Princeton Neuroscience Institute & Department of Psychology, Princeton University.
Department of Psychology, Yale University.
Cogn Sci. 2022 Feb;46(2):e13085. doi: 10.1111/cogs.13085.
Applying machine learning algorithms to automatically infer relationships between concepts from large-scale collections of documents presents a unique opportunity to investigate at scale how human semantic knowledge is organized, how people use it to make fundamental judgments ("How similar are cats and bears?"), and how these judgments depend on the features that describe concepts (e.g., size, furriness). However, efforts to date have exhibited a substantial discrepancy between algorithm predictions and human empirical judgments. Here, we introduce a novel approach to generating embeddings for this purpose motivated by the idea that semantic context plays a critical role in human judgment. We leverage this idea by constraining the topic or domain from which documents used for generating embeddings are drawn (e.g., referring to the natural world vs. transportation apparatus). Specifically, we trained state-of-the-art machine learning algorithms using contextually-constrained text corpora (domain-specific subsets of Wikipedia articles, 50+ million words each) and showed that this procedure greatly improved predictions of empirical similarity judgments and feature ratings of contextually relevant concepts. Furthermore, we describe a novel, computationally tractable method for improving predictions of contextually-unconstrained embedding models based on dimensionality reduction of their internal representation to a small number of contextually relevant semantic features. By improving the correspondence between predictions derived automatically by machine learning methods using vast amounts of data and more limited, but direct empirical measurements of human judgments, our approach may help leverage the availability of online corpora to better understand the structure of human semantic representations and how people make judgments based on those.

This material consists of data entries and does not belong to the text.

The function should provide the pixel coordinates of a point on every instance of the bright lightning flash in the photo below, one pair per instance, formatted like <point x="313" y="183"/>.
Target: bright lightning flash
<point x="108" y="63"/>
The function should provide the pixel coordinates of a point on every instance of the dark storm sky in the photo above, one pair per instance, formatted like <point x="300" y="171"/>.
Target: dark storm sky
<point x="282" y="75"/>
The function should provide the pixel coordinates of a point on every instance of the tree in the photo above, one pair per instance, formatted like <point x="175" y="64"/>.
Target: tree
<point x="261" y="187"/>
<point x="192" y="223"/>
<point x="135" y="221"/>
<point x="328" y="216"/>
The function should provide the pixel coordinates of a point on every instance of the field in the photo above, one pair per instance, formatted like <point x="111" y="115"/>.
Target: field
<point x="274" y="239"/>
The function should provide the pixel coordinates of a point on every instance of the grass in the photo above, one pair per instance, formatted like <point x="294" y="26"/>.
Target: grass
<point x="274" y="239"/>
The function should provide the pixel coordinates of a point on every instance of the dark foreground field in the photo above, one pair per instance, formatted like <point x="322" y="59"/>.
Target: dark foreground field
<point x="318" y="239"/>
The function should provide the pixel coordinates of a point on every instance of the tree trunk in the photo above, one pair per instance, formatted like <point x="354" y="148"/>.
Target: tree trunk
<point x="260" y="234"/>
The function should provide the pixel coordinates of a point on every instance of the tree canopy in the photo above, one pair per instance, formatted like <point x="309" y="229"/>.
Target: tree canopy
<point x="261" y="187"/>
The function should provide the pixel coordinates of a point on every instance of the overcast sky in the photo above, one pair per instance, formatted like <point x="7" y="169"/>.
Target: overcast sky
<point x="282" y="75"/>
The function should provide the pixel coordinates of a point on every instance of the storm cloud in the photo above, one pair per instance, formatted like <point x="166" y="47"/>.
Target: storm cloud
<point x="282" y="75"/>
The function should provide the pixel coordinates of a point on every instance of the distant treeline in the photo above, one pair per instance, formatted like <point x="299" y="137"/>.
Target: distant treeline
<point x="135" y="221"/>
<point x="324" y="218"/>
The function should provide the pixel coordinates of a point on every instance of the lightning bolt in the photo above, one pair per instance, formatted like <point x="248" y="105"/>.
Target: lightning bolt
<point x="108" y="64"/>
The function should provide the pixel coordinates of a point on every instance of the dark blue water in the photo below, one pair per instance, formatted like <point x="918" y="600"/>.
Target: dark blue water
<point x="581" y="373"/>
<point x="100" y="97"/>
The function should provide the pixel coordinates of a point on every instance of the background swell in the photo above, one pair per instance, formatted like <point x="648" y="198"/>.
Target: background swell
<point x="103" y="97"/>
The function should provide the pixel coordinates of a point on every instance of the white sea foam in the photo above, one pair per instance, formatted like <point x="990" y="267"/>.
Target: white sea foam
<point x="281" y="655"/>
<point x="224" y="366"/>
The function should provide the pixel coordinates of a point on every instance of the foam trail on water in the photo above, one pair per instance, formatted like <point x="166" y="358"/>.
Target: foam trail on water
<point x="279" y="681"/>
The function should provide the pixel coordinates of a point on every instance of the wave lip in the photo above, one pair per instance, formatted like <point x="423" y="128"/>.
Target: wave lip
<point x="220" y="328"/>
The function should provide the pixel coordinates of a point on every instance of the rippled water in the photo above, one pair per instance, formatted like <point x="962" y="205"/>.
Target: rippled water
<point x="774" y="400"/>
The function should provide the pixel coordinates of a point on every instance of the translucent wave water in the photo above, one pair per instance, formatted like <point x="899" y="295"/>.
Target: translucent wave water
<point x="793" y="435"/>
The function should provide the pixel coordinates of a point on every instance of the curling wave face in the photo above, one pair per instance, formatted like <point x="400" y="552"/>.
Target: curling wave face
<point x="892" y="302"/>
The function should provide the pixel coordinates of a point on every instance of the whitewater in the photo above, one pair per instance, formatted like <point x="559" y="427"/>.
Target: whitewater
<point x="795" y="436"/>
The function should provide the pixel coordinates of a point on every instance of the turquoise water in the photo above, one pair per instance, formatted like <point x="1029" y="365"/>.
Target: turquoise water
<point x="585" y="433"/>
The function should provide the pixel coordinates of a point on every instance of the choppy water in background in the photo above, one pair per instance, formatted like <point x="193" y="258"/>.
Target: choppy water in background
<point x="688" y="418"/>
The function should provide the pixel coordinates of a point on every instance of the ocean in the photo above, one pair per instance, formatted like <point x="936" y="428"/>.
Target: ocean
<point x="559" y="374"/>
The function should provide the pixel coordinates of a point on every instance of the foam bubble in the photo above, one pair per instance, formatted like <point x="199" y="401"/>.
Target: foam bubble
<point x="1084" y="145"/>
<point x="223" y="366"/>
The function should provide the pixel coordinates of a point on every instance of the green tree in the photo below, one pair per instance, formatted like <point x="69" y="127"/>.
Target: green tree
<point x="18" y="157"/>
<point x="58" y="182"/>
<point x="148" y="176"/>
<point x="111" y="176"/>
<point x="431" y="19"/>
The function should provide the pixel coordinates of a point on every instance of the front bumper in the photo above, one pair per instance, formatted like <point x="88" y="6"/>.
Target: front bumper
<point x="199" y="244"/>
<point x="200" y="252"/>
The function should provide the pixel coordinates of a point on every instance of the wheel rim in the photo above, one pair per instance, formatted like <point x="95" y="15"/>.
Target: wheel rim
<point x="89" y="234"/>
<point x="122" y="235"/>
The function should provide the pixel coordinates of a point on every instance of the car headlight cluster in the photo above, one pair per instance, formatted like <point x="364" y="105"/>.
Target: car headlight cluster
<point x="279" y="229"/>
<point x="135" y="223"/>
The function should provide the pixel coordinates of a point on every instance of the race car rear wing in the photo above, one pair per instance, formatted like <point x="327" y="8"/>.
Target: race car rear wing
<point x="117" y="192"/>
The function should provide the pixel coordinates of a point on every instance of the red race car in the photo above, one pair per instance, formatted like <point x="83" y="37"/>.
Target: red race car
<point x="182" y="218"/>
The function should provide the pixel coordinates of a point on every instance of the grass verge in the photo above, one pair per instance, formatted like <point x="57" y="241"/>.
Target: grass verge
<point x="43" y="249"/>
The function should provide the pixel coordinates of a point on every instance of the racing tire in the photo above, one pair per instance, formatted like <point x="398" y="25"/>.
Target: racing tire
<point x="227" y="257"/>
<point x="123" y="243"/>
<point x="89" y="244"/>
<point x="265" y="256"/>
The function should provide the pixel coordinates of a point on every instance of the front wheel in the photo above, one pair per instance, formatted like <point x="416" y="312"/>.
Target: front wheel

应用机器学习算法从大规模文档集合中自动推断概念之间的关系,为从大规模上研究人类语义知识的组织方式、人们如何利用它做出基本判断(“猫和熊有多相似?”)以及这些判断如何依赖于描述概念的特征(例如,大小、毛茸茸)提供了独特的机会。然而,迄今为止的努力在算法预测和人类经验判断之间表现出了显著的差异。在这里,我们引入了一种新的方法来生成为此目的的嵌入,其灵感来自于语义上下文在人类判断中起着关键作用的想法。我们通过限制用于生成嵌入的文档的主题或领域(例如,指自然世界与交通设备)来利用这个想法。具体来说,我们使用上下文受限的文本语料库(每个语料库都来自维基百科文章的特定领域子集,超过 5000 万词)对最先进的机器学习算法进行了训练,并表明该过程极大地提高了对经验相似性判断和相关概念特征评级的预测。此外,我们描述了一种新颖的、计算上可行的方法,用于根据其内部表示的降维来提高上下文不受限制的嵌入模型的预测,从而将其简化为少数几个与上下文相关的语义特征。通过提高使用大量数据的机器学习方法自动推导的预测与人类判断的更有限但直接的经验测量之间的一致性,我们的方法可以帮助利用在线语料库的可用性来更好地理解人类语义表示的结构以及人们如何基于这些表示做出判断。